CG52523 - Share exchange: TCGA92/S135: qualifying conditions: general

The relevant conditions for TCGA92/S135 to apply are

  • Acquiring company B either holds, or as a consequence of the exchange will hold, more than one quarter of the ordinary share capital of target company A, see TCGA92/S135(2) Case 1 below,

or

  • The shares or debentures are issued as a result of a general offer made to the members of company A, or to any class of them, in the first instance on a condition which if it is satisfied would give company B control of company A, see TCGA92/S135(2) Case 2 below,

or

  • Company B holds, or as a consequence of the exchange will hold, the greater part of the voting power of company A, see TCGA92/S135(2) Case 3.

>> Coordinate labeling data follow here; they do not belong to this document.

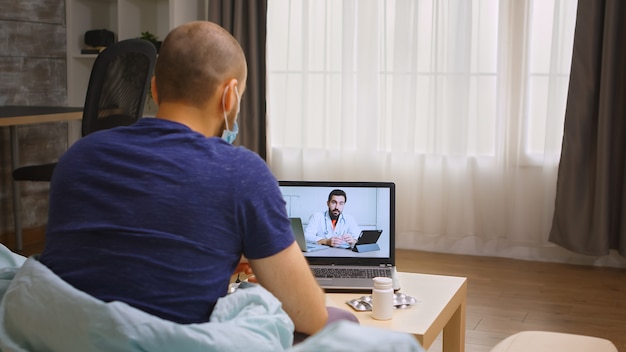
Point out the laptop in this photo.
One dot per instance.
(372, 205)
(298, 232)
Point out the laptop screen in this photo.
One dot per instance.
(369, 206)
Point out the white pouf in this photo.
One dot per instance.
(544, 341)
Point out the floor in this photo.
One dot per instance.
(506, 296)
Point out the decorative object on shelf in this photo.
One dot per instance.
(96, 40)
(151, 38)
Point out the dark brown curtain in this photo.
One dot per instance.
(590, 208)
(246, 20)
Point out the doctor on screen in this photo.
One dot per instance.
(332, 227)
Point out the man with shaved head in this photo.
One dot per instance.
(158, 214)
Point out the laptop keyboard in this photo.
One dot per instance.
(356, 273)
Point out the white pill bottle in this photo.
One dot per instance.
(382, 299)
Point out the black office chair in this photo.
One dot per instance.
(116, 94)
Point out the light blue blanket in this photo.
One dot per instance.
(41, 312)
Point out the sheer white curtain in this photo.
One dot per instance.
(458, 102)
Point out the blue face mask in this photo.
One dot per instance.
(230, 135)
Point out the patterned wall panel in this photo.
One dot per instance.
(32, 72)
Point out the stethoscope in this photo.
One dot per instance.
(328, 224)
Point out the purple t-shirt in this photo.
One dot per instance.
(157, 216)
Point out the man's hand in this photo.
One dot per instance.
(244, 268)
(349, 239)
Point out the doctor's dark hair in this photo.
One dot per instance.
(337, 192)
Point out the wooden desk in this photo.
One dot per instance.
(441, 307)
(13, 116)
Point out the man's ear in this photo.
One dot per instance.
(230, 98)
(153, 91)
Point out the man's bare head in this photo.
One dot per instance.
(194, 59)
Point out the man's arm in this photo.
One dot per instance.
(288, 277)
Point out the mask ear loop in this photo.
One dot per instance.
(224, 107)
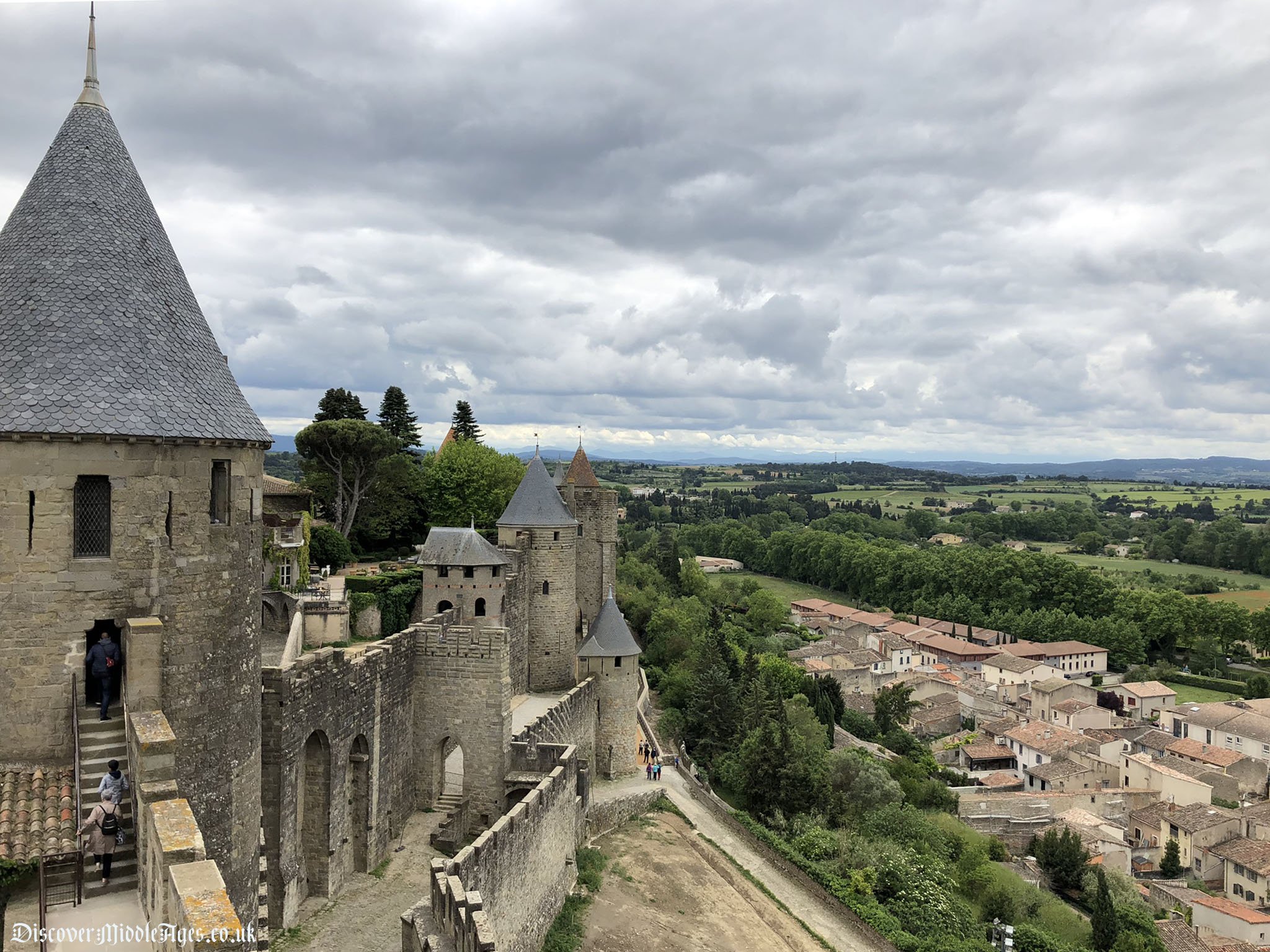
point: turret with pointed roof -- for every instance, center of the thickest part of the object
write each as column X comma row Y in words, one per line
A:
column 610, row 655
column 536, row 500
column 99, row 330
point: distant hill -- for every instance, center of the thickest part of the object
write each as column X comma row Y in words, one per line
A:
column 1212, row 469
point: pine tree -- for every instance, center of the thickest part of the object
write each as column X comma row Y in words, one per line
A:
column 395, row 416
column 1103, row 918
column 464, row 423
column 339, row 404
column 1171, row 863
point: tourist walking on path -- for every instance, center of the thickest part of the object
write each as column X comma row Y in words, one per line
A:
column 103, row 658
column 102, row 828
column 115, row 783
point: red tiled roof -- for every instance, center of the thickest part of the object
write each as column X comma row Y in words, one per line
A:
column 1231, row 908
column 37, row 813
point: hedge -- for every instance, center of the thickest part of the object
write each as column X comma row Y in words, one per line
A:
column 1198, row 681
column 381, row 583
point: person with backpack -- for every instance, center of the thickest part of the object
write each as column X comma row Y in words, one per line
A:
column 103, row 659
column 103, row 833
column 115, row 781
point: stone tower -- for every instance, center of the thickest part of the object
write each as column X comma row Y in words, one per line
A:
column 596, row 512
column 465, row 573
column 550, row 569
column 133, row 483
column 611, row 654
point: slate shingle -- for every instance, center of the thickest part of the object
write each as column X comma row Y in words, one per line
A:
column 99, row 330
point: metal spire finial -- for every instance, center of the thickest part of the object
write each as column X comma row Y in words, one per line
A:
column 92, row 94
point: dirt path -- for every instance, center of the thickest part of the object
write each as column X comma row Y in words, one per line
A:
column 801, row 902
column 667, row 890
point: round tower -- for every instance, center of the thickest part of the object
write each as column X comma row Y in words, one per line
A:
column 549, row 575
column 596, row 511
column 465, row 573
column 611, row 654
column 133, row 489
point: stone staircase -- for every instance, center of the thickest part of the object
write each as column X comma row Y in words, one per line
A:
column 102, row 742
column 262, row 915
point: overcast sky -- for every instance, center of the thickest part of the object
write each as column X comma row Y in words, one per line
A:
column 1028, row 230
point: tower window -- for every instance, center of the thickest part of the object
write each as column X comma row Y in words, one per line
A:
column 220, row 508
column 93, row 517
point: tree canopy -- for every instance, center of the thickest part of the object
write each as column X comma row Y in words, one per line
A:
column 464, row 423
column 339, row 404
column 395, row 416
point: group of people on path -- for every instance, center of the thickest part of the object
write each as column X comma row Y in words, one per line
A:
column 104, row 827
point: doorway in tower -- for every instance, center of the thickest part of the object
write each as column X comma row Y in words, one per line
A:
column 92, row 683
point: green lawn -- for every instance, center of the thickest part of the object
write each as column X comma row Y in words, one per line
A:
column 786, row 591
column 1139, row 565
column 1253, row 601
column 1186, row 695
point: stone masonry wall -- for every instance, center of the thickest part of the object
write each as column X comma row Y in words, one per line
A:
column 553, row 620
column 596, row 509
column 461, row 593
column 572, row 720
column 360, row 701
column 463, row 692
column 517, row 874
column 618, row 700
column 516, row 616
column 203, row 582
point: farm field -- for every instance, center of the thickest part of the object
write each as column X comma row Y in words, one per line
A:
column 1186, row 695
column 1253, row 601
column 1140, row 565
column 784, row 589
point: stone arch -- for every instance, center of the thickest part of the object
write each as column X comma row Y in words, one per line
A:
column 314, row 815
column 360, row 803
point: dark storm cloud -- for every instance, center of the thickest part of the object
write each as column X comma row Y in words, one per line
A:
column 972, row 227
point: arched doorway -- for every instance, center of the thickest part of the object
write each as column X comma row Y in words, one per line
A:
column 448, row 772
column 360, row 803
column 315, row 815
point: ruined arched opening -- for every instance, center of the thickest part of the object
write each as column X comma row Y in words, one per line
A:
column 314, row 815
column 360, row 803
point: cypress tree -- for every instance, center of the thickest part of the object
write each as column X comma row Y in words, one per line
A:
column 1103, row 918
column 395, row 416
column 464, row 423
column 339, row 404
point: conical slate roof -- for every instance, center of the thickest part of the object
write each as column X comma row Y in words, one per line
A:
column 459, row 546
column 99, row 330
column 579, row 470
column 536, row 500
column 609, row 635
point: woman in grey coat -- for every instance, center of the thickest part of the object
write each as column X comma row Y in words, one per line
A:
column 100, row 842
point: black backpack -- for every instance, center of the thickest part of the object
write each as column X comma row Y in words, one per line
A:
column 110, row 824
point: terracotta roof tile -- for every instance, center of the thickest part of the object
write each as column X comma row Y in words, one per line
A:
column 37, row 813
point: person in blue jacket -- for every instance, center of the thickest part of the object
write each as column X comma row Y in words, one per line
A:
column 103, row 658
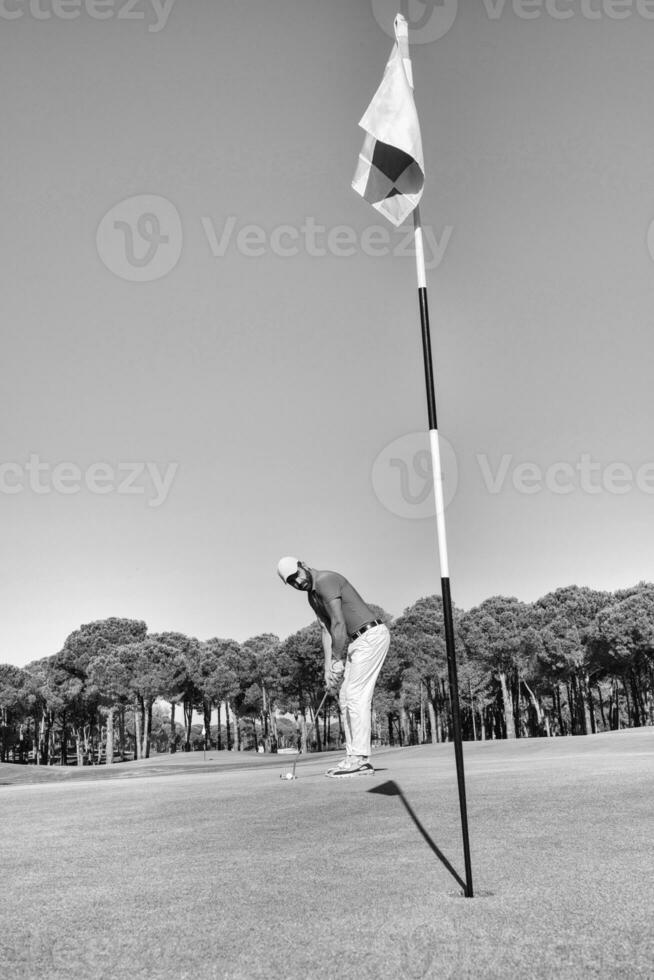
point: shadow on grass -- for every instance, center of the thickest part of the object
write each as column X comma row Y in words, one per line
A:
column 391, row 788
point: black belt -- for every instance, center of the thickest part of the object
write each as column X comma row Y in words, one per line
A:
column 366, row 626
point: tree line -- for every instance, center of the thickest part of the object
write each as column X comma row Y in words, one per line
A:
column 576, row 661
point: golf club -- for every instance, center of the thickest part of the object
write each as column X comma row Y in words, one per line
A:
column 313, row 723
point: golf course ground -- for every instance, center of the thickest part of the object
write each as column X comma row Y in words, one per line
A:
column 189, row 867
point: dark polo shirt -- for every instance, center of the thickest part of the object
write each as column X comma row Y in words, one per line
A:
column 328, row 586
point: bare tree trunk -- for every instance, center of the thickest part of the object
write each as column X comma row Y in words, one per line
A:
column 639, row 708
column 626, row 695
column 590, row 707
column 206, row 705
column 404, row 722
column 537, row 708
column 109, row 750
column 601, row 705
column 138, row 716
column 188, row 721
column 432, row 721
column 173, row 730
column 64, row 739
column 227, row 727
column 147, row 727
column 507, row 704
column 472, row 712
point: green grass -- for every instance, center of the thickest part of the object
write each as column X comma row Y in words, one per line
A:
column 177, row 867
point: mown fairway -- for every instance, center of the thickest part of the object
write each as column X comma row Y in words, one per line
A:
column 179, row 868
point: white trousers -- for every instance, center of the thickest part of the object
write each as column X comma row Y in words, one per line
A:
column 365, row 657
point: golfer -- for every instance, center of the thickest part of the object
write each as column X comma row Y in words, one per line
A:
column 355, row 645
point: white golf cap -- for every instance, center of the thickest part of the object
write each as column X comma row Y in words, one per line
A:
column 286, row 567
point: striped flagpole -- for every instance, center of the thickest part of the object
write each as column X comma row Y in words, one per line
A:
column 442, row 544
column 403, row 42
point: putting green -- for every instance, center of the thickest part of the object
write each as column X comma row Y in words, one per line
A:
column 184, row 867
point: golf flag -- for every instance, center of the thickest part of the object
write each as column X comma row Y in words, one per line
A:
column 390, row 174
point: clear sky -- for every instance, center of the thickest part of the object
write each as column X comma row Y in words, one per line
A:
column 240, row 393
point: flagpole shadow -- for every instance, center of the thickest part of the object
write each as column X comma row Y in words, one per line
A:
column 391, row 788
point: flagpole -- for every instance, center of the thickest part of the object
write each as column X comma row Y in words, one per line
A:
column 403, row 42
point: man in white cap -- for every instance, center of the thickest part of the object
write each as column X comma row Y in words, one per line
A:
column 355, row 645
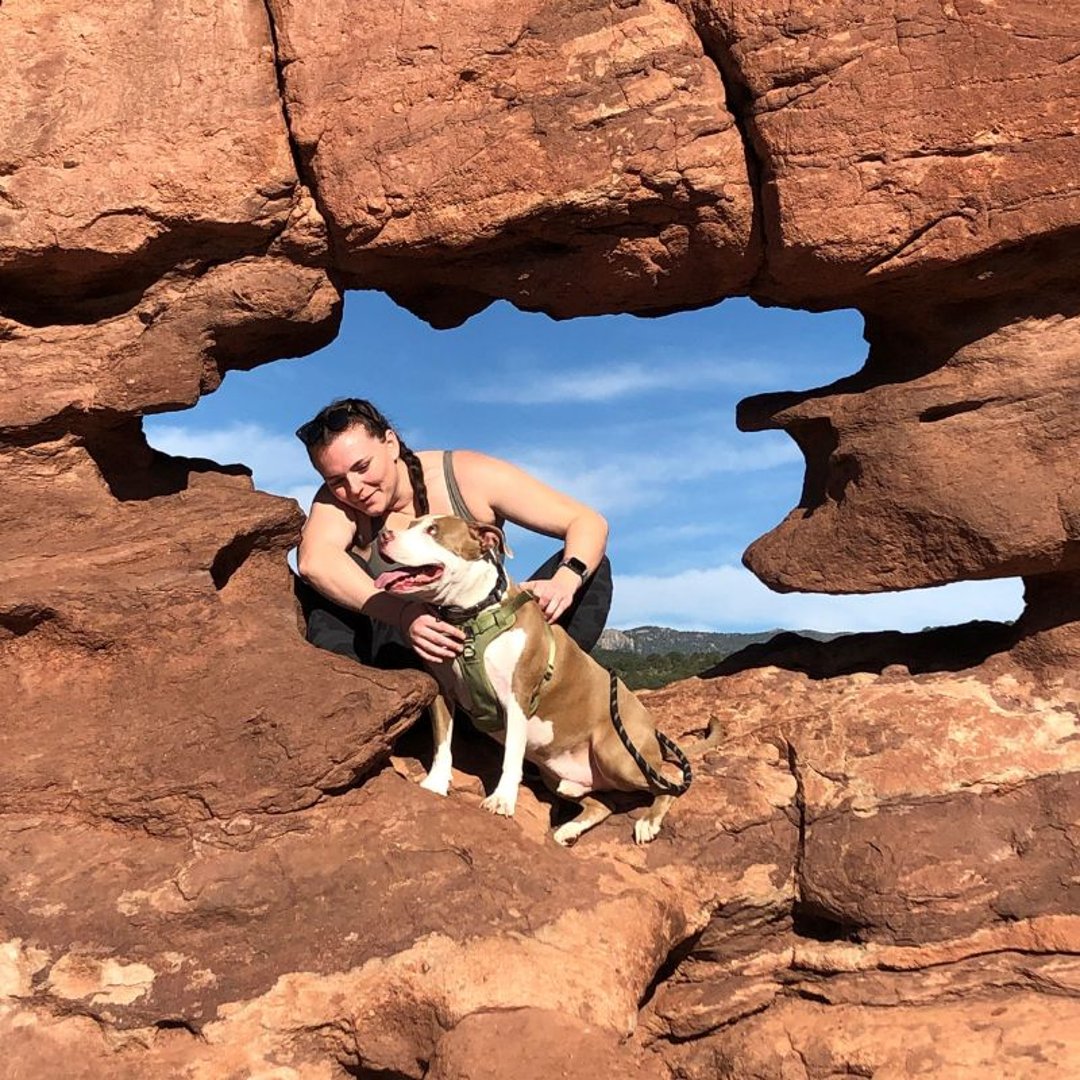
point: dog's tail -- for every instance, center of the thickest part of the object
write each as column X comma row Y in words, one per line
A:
column 669, row 747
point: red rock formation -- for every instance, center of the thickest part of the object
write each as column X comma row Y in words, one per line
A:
column 876, row 869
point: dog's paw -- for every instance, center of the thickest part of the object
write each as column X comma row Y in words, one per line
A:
column 645, row 831
column 500, row 804
column 566, row 835
column 433, row 782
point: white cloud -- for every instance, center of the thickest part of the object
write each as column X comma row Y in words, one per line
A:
column 730, row 597
column 608, row 381
column 278, row 462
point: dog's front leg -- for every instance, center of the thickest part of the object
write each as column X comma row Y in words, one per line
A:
column 442, row 727
column 503, row 799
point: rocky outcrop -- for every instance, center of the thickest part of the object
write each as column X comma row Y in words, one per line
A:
column 210, row 867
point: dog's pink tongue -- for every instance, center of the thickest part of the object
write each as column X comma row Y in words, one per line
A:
column 388, row 578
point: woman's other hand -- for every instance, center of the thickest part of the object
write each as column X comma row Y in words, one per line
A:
column 433, row 639
column 555, row 594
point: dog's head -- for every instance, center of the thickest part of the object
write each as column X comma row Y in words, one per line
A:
column 442, row 559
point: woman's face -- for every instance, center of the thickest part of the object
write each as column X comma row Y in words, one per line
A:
column 361, row 470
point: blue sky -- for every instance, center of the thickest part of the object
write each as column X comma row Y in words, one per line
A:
column 633, row 416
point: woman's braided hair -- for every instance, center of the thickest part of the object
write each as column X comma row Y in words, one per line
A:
column 348, row 413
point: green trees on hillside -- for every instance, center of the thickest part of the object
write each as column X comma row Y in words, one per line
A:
column 656, row 669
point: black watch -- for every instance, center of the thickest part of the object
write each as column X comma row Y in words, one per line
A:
column 575, row 564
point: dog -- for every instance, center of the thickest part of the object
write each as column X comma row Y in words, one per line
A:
column 554, row 704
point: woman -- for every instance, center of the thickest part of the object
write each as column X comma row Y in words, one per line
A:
column 372, row 478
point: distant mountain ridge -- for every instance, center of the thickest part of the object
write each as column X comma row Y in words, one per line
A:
column 647, row 640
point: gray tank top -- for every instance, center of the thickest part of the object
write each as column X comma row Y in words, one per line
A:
column 375, row 564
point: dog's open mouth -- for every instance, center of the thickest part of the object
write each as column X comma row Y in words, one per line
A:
column 407, row 578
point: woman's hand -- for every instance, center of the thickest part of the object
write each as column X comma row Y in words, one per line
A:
column 433, row 639
column 555, row 594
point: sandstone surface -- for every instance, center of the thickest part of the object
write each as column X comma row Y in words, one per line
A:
column 216, row 861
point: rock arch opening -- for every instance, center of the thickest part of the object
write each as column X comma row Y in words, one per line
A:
column 634, row 416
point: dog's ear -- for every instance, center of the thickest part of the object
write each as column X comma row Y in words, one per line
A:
column 490, row 537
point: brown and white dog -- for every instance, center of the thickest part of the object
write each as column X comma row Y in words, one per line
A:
column 453, row 565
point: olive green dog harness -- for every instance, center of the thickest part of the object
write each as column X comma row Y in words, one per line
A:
column 487, row 713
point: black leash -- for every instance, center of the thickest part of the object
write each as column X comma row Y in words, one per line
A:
column 673, row 752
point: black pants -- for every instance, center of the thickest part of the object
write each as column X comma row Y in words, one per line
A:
column 368, row 642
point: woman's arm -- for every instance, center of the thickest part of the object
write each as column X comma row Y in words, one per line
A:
column 323, row 561
column 510, row 493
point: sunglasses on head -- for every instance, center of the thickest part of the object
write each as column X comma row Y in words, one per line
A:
column 332, row 419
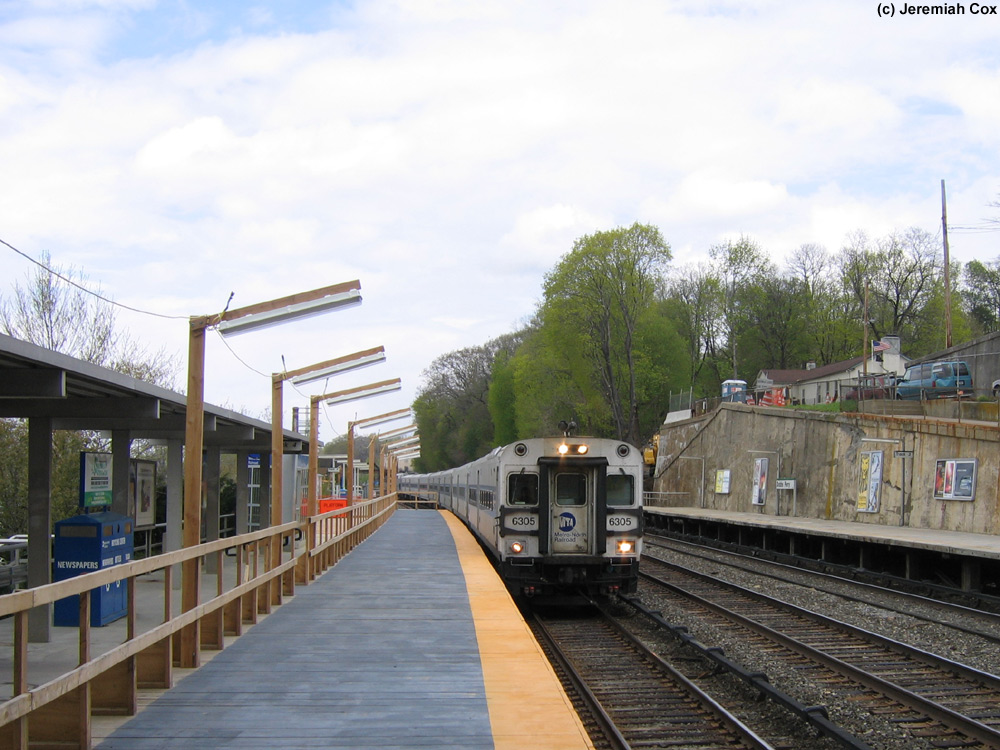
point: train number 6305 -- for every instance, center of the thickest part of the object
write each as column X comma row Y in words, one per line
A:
column 621, row 522
column 523, row 521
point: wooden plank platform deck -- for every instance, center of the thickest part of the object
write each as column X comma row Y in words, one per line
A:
column 379, row 652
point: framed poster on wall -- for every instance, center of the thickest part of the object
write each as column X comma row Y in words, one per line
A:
column 722, row 481
column 95, row 480
column 955, row 479
column 870, row 482
column 759, row 488
column 144, row 486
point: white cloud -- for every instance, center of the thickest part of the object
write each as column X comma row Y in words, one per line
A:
column 449, row 153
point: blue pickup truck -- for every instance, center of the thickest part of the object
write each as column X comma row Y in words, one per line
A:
column 935, row 380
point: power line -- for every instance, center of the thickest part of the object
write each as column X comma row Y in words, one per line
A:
column 88, row 291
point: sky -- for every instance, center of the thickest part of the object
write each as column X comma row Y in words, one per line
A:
column 448, row 153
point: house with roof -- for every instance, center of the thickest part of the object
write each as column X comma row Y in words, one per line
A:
column 818, row 385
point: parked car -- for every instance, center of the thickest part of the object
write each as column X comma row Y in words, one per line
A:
column 935, row 380
column 871, row 386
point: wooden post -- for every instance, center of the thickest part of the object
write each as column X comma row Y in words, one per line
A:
column 277, row 479
column 313, row 474
column 371, row 468
column 349, row 469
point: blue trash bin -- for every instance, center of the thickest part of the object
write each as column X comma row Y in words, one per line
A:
column 84, row 544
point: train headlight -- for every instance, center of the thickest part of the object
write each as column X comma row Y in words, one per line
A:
column 625, row 546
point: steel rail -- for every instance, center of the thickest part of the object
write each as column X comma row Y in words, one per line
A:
column 965, row 724
column 750, row 738
column 990, row 618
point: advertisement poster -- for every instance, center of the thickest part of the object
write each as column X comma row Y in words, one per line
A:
column 870, row 482
column 955, row 479
column 95, row 480
column 144, row 485
column 759, row 481
column 722, row 481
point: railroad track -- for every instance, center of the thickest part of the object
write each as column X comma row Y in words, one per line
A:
column 976, row 622
column 641, row 701
column 940, row 700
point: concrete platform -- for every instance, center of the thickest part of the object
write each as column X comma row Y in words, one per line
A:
column 411, row 641
column 935, row 540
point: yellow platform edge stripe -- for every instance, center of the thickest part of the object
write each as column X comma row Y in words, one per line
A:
column 527, row 704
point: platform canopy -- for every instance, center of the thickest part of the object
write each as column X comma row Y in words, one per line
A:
column 78, row 395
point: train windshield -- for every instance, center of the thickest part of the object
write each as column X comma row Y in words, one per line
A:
column 522, row 489
column 619, row 489
column 571, row 489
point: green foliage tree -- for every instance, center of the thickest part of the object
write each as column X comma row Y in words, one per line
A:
column 52, row 310
column 897, row 274
column 981, row 290
column 694, row 303
column 738, row 265
column 452, row 408
column 601, row 288
column 830, row 321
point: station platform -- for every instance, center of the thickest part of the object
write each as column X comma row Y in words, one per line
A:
column 938, row 541
column 411, row 641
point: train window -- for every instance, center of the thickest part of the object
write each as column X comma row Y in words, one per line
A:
column 619, row 490
column 571, row 489
column 522, row 489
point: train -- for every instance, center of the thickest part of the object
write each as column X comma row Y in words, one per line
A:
column 558, row 515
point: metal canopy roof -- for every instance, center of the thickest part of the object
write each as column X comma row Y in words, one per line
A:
column 78, row 395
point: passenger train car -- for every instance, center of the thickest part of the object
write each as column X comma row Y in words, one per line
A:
column 558, row 515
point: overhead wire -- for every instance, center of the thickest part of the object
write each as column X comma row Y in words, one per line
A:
column 89, row 291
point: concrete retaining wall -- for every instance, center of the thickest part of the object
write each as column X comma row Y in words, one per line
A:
column 823, row 453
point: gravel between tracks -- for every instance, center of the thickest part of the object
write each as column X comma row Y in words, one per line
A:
column 845, row 708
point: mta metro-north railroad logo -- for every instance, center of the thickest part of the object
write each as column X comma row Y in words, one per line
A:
column 567, row 521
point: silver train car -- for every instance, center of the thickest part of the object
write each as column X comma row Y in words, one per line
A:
column 558, row 515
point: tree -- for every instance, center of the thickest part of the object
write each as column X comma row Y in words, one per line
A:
column 694, row 303
column 601, row 288
column 54, row 312
column 981, row 289
column 777, row 308
column 899, row 272
column 738, row 264
column 452, row 408
column 831, row 318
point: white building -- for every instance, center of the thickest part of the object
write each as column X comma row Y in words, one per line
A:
column 818, row 385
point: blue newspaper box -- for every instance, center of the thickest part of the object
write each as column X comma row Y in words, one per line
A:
column 84, row 544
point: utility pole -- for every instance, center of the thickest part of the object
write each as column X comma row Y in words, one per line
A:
column 864, row 343
column 947, row 271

If, on or after 1 December 2003, company A holds some of its own shares in treasury those shares don’t count as issued share capital when it comes to deciding whether the conditions are met (see CG50287).

TCGA92/S135 (2) Case 1

To satisfy the first test, company B must hold the shares directly. Therefore, an acquisition by a wholly owned subsidiary of company B in exchange for an issue of shares by company B would not satisfy the test. Ordinary share capital has the same meaning as in CTA2010/S1119 and ITA 2007 part 16, that is all the issued shares except those that have a right to a dividend at a fixed-rate but which have no other right to share in the profits of the company. It is extended by Section 135(4) to include rights of unit holders in unit trusts and interests in companies without issued share capital which are possessed by their members.

HMRC guidance on the meaning of “ordinary share capital” can be found in the Company Taxation Manual at pages CTM00511 to 00516.

TCGA92/S135 (2) Case 2

The second test will only apply if a company declares unconditional a general offer which was originally conditional on sufficient acceptances being received to give it control of company A. For example, company B could write to all the shareholders in company A and offer to acquire their shares provided the offer is accepted by holders of 90 per cent of the issued share capital. Whilst the offer was still open company B could drop this condition. TCGA92/S135 would then apply to any shares in company A which were exchanged for shares in or debentures of company B even if the offer was unsuccessful.

(Control is defined at CTA 2010/S450)

TCGA92/S135 (2) Case 3

The third test was introduced in 1992 to comply with EC law. It applies to exchanges made on or after 1 January 1992.